BLAST++: a tool for BLASTing queries in batches

  • Authors:
  • Hao Wang;Twee-Hee Ong;Beng Chin Ooi;Kian-Lee Tan

  • Affiliations:
  • Department of Computer Science, National University of Singapore 3 Science Drive 2, Singapore;Department of Computer Science, National University of Singapore 3 Science Drive 2, Singapore;Department of Computer Science, National University of Singapore 3 Science Drive 2, Singapore;Department of Computer Science, National University of Singapore 3 Science Drive 2, Singapore 117543 and Genome Institute of Singapore, 1 Science Park Road, The Capricorn #05-01, Singapore

  • Venue:
  • APBC '03 Proceedings of the First Asia-Pacific bioinformatics conference on Bioinformatics 2003 - Volume 19
  • Year:
  • 2003

Quantified Score

Hi-index 0.00

Visualization

Abstract

BLAST is the standard tool that molecular biologists use to search for sequence similarity in genomic (and protein) databases. It employs a brute force approach of comparing a query sequence against every database sequence - for each pair of the sequences to be matched, BLAST searches for short fixed-length word pairs (seeds) in the sequences and then extends them to higher-scoring regions. To search multiple queries, the basic approach is to run BLAST on each of the queries one at a time. This is clearly inefficient and fails to exploit common subsequences that the collection of queries may share.
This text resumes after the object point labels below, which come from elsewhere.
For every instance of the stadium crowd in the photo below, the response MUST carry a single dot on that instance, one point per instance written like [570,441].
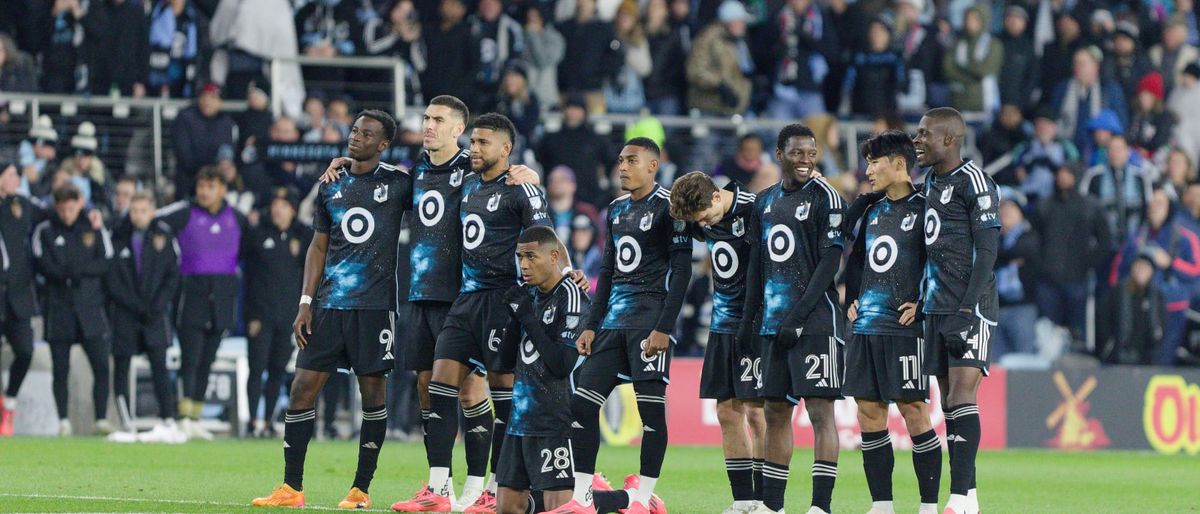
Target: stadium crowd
[1089,107]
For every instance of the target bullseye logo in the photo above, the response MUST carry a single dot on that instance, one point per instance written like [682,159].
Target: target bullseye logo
[883,253]
[431,208]
[629,253]
[780,243]
[725,260]
[933,226]
[358,225]
[472,232]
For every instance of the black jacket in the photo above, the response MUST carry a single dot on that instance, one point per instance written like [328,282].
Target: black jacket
[141,302]
[18,216]
[73,260]
[274,262]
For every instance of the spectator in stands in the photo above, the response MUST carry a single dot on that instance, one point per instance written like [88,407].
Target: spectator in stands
[544,51]
[971,65]
[1085,95]
[275,256]
[1020,71]
[60,55]
[804,42]
[72,255]
[594,53]
[118,51]
[198,135]
[1121,186]
[1075,239]
[876,76]
[1174,54]
[499,39]
[719,64]
[1127,64]
[1150,124]
[142,284]
[577,147]
[174,47]
[210,234]
[1018,262]
[670,39]
[1174,245]
[1131,318]
[454,54]
[625,93]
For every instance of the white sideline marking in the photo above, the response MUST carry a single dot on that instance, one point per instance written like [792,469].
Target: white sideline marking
[185,502]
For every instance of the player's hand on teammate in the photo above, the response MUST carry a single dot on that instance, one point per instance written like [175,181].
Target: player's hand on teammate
[303,326]
[583,345]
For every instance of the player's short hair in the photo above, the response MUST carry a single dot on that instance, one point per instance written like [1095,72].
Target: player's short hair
[891,143]
[497,123]
[209,173]
[690,195]
[540,234]
[67,192]
[454,103]
[793,130]
[387,120]
[647,143]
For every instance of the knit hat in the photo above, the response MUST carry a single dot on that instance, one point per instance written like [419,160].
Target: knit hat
[1152,83]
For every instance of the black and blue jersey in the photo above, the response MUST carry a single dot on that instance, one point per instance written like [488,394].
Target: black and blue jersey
[957,204]
[436,249]
[492,216]
[541,399]
[729,246]
[361,215]
[792,228]
[892,249]
[641,237]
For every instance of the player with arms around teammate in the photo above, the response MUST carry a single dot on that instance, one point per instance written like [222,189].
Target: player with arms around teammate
[883,358]
[642,282]
[961,235]
[719,217]
[351,269]
[492,214]
[797,225]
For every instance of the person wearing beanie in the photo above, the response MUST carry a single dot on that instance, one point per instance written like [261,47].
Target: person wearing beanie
[1150,124]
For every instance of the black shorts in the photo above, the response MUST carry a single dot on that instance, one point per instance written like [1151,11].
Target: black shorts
[727,374]
[423,323]
[810,369]
[939,362]
[474,333]
[535,464]
[886,368]
[621,353]
[355,340]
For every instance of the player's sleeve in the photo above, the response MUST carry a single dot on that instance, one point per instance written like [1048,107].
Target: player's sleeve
[322,221]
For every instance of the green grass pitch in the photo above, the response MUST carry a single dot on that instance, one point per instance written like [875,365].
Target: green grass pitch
[89,474]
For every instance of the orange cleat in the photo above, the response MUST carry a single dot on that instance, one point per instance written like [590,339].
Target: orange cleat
[424,501]
[355,500]
[484,504]
[282,496]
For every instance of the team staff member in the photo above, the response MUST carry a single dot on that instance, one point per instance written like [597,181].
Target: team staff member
[142,282]
[18,216]
[274,279]
[73,258]
[209,232]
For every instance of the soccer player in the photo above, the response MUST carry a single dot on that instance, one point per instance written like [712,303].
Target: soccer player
[642,282]
[353,261]
[719,217]
[791,279]
[883,358]
[492,214]
[961,235]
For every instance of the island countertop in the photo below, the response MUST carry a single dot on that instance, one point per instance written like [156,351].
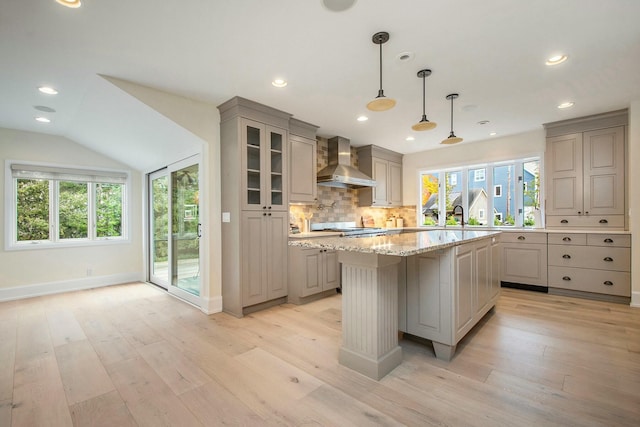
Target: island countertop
[403,244]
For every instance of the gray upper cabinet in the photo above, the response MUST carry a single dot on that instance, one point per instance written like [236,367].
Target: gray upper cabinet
[585,172]
[385,166]
[302,162]
[254,147]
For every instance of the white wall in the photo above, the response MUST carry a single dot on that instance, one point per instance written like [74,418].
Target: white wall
[30,272]
[497,149]
[634,199]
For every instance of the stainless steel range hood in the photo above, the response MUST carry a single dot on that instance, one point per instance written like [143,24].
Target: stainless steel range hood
[340,173]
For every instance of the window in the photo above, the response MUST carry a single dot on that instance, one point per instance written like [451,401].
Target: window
[51,205]
[505,194]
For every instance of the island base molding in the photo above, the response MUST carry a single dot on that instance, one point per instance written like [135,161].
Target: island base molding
[370,313]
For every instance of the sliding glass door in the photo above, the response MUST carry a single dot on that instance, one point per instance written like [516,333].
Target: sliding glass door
[174,218]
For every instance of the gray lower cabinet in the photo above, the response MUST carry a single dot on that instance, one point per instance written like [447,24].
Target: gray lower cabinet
[524,257]
[264,250]
[595,265]
[449,291]
[313,274]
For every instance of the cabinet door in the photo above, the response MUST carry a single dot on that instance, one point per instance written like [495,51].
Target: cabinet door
[302,170]
[483,275]
[252,171]
[464,289]
[331,270]
[564,175]
[604,171]
[275,248]
[395,184]
[381,175]
[254,269]
[276,185]
[524,263]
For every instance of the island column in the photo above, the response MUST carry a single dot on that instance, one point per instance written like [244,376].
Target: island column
[370,313]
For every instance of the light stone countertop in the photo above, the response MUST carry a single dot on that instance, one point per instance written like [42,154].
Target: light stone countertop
[405,244]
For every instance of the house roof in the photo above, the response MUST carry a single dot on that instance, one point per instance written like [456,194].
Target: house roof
[492,53]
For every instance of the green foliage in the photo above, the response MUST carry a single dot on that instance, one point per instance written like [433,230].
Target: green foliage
[32,209]
[473,221]
[429,221]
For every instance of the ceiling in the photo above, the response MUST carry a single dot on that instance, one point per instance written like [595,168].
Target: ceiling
[491,52]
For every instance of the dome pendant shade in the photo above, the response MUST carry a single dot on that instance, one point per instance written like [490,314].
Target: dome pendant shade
[381,102]
[424,123]
[452,138]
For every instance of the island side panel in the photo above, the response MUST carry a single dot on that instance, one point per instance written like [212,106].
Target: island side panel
[370,313]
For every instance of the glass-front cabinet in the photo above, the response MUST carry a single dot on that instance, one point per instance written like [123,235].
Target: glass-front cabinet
[264,157]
In this paper, we propose a new genome search tool, BLAST++, that allows multiple, say K, queries to be searched against a database concurrently. The design of BLAST++ is based on our observation that the seed searching step of BLAST is a bottleneck that consumes more than 80% of the total response time! BLAST++ essentially treats a collection of queries as a single virtual query so that the seed searching step needs to be performed only once for common subsequences. We implemented BLAST++ as an extension of the NCBI BLAST, and evaluated its performance. Our study shows that the results obtained by BLAST++ are identical to that obtained by executing BLAST on each of the K queries, but the single-process version of BLAST++ completes the processing in a much shorter time, about only 25% of the original single-process version of NCBI BLAST.